The IT industry is one that is known for its buzz words. As new technologies come on the scene, they are heard on everyone’s lips and looked to as panaceas for everything that troubles organizations. The latest word to capture the tech community’s imagination is service oriented architecture. “SOA redefines the way internal systems are built, and how internal and external systems interact,” says Michael Kuhbock, co-chairman and founder of the Integration Consortium.
But not everyone is looking to SOA to transform the way they approach their IT systems. Farm Credit Canada (FCC), for example, is taking a piecemeal approach to SOA and adopting it only where it makes sense for the Regina-based organization.
“We approach it on an as-need-be basis,” says FCC’s principal application architect Greg Hutchinson.
The federal Crown corporation has long taken an object-oriented approach to development. It is a solution that has worked, says Hutchinson, so he sees no reason to abandon the approach.
“We start with an object-oriented point of view, but when we need it to communicate with others, then we put SOA on top of that. If we don’t have a need for the service yet, then we don’t publish it.”
One of the main benefits of service oriented architecture, says Hutchinson, is that it is language- agnostic.
The FCC is not ready to switch over from a design approach that has worked well for it in the past, he says.
Object-oriented (OO) design has many benefits, he says. It’s possible to make changes to one component without changing everything else, and it’s easy to find a piece of functionality and reuse it, he says.
“Where some of that breaks down is where you have inter-language communications.”
That’s when the FCC turns to SOA. It can gain the best of both worlds by putting a SOA layer on top of the OO layer, he says.
“There’s some good stuff to (SOA). But it’s not the end-all and be-all of everything yet,” he says. “My personal feeling is that it’s a bit over-sold.” Each generation has a technology that purports to be a cure-all, he says.
“But they don’t displace good programming practices.”
Reuse, recycle While language interoperability is the main draw to SOA for some companies, for others, its the promise of software reusability.

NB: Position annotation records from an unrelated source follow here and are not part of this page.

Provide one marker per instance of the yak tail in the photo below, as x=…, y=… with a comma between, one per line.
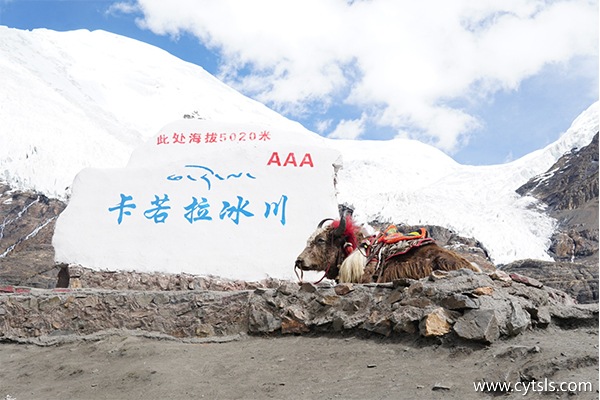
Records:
x=353, y=267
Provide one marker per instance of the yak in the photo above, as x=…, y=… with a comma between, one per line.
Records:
x=346, y=256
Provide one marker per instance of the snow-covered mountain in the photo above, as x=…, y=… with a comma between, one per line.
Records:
x=70, y=100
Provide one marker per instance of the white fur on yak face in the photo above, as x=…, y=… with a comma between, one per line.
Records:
x=319, y=253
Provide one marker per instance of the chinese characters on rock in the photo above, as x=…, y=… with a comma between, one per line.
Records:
x=200, y=210
x=212, y=137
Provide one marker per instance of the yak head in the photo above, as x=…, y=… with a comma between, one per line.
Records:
x=325, y=248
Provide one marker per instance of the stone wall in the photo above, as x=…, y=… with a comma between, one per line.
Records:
x=459, y=304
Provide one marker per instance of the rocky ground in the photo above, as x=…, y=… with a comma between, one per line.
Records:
x=434, y=338
x=120, y=365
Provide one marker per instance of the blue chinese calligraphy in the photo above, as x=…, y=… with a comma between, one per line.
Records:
x=197, y=210
x=200, y=172
x=121, y=207
x=278, y=209
x=158, y=213
x=233, y=212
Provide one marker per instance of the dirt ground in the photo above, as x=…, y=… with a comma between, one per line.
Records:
x=126, y=366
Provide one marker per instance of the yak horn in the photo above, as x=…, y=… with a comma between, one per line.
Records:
x=339, y=231
x=322, y=222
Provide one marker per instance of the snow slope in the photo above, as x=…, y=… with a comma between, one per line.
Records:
x=405, y=181
x=75, y=99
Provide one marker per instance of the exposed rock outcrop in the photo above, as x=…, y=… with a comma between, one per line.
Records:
x=26, y=227
x=570, y=190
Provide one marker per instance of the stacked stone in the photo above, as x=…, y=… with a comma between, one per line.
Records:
x=458, y=304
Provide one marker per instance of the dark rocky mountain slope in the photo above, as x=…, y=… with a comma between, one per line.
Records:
x=26, y=227
x=570, y=191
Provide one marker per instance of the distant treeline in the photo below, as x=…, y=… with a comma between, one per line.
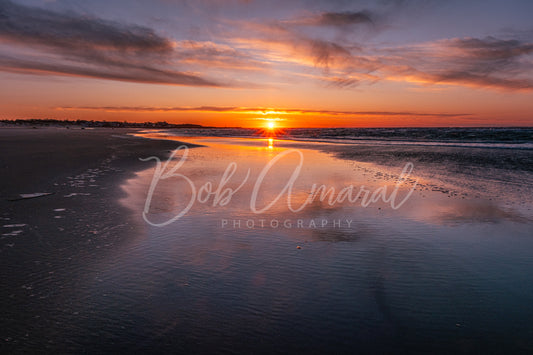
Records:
x=85, y=123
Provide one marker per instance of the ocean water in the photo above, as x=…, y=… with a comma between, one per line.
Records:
x=449, y=271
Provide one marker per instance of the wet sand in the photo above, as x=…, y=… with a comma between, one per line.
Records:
x=49, y=244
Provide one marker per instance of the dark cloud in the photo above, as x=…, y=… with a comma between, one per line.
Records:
x=487, y=62
x=137, y=74
x=22, y=24
x=74, y=44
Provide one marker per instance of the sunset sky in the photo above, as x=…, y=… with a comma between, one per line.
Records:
x=306, y=63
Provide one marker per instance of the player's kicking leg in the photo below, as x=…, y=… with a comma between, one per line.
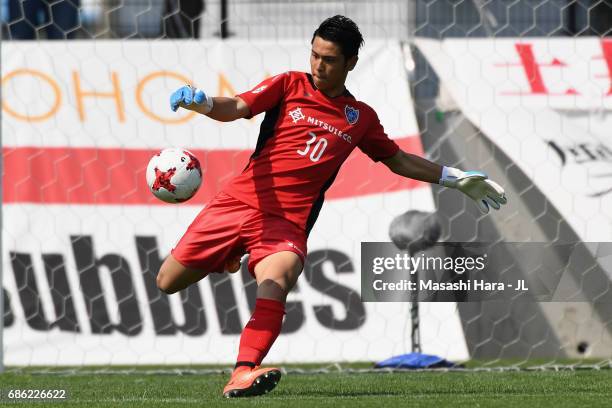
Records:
x=276, y=275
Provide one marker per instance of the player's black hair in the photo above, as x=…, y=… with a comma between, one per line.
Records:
x=342, y=31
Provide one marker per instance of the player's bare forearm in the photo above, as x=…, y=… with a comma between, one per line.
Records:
x=224, y=109
x=414, y=167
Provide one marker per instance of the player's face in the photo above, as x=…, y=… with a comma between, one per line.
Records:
x=329, y=67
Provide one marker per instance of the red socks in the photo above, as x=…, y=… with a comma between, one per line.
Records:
x=261, y=331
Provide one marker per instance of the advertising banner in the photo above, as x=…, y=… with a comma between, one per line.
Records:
x=545, y=102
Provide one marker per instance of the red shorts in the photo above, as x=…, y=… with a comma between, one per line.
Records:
x=227, y=228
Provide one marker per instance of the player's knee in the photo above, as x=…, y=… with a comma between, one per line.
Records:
x=164, y=283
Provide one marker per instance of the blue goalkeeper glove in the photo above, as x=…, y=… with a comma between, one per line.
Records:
x=475, y=184
x=186, y=95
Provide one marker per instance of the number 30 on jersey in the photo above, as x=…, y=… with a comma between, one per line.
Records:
x=317, y=150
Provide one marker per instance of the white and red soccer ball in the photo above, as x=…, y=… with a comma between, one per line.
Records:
x=174, y=175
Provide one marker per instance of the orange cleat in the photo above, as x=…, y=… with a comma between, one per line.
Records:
x=250, y=382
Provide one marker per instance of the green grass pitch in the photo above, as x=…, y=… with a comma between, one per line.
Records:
x=582, y=388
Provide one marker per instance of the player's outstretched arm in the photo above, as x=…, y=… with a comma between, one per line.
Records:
x=220, y=108
x=475, y=184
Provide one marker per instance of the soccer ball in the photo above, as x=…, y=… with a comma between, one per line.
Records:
x=174, y=175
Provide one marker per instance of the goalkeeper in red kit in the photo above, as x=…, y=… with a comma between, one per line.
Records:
x=312, y=123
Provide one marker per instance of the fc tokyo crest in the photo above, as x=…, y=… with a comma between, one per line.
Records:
x=352, y=114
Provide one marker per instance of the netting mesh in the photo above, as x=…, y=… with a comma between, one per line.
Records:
x=79, y=263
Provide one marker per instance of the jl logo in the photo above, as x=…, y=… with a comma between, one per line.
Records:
x=352, y=114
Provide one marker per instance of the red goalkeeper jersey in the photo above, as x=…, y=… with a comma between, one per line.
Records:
x=303, y=140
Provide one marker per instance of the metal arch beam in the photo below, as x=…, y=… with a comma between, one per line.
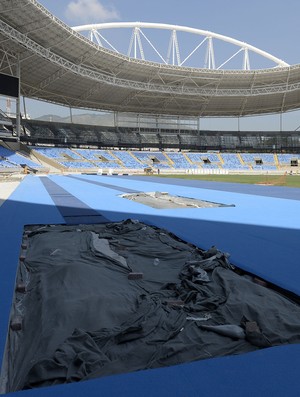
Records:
x=116, y=25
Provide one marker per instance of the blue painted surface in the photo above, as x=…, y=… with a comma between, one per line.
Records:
x=262, y=235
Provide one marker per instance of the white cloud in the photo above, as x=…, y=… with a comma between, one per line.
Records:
x=88, y=11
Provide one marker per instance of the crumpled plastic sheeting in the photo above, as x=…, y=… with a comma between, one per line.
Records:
x=83, y=317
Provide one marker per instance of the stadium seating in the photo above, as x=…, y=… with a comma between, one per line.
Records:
x=180, y=162
x=204, y=160
x=153, y=159
x=58, y=153
x=128, y=160
x=260, y=161
x=231, y=161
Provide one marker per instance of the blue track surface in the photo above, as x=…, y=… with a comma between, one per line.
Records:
x=261, y=233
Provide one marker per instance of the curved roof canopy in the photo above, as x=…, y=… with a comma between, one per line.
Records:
x=61, y=66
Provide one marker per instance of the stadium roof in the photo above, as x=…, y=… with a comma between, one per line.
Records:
x=61, y=66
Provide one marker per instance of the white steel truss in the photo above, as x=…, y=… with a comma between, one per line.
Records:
x=174, y=50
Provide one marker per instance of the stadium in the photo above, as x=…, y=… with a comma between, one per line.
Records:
x=117, y=278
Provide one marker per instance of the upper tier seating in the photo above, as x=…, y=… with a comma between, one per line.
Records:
x=231, y=161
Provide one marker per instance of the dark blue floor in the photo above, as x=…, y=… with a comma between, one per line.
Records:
x=261, y=233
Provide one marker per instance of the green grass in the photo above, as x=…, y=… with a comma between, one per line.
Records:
x=276, y=180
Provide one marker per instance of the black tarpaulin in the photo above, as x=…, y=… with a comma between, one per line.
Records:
x=83, y=316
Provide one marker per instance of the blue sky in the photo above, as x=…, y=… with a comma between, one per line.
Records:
x=270, y=25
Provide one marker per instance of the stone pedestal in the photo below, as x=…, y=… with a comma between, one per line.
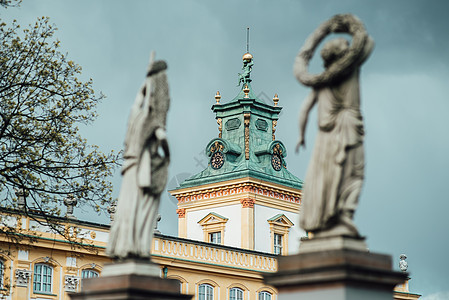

This is exactly what one sports retailer was after when it deployed its product equipment information system using Web services.
The specs for the sports equipment sold by Broli La Source du Sport (Brolisport), a St-Hyacinthe, Que.-based sports equipment seller are very complex, says owner Andre Brochu. Employees need to know a lot of technical information about the items, which includes equipment such as skis, snowboards and bicycles.
Rather than build a one-off product for its point-of-sale devices, Brolisport worked with Montréal-based Dakis Decision Systems Inc. to build a multi-tiered system using Microsoft’s .Net platform.
The first tier, says Philippe Hugron, Dakis’ president, is the client tier. The second tier is the server application, which is the software running the decision system. It gives back the product and decision information to the client. The third tier is the database tier, a SQL database on which all of the information is stored about Brolisport equipment.
Microsoft’s .Net sits between the three tiers.
This approach makes it easier for other devices to access the second and third tiers.
Brolisport recently rolled out the service to Pocket PCs so that sales reps could get easy access to product information.
“The goal is to get the information on the Pocket PC, and better than that, to get inventory information — whether it’s on the floor, whether we have the right size for the customer, and all the technical information,” Brochu says. “The same thing we have on the screen, we have on the Pocket PC.”
The next step, says Brochu, is to create an e-catalog. Much of the code needed to create it — access to inventory and product information — will already be created, thanks to the ability to reuse existing software services. But the online sales capabilities will have to be added, Brochu says.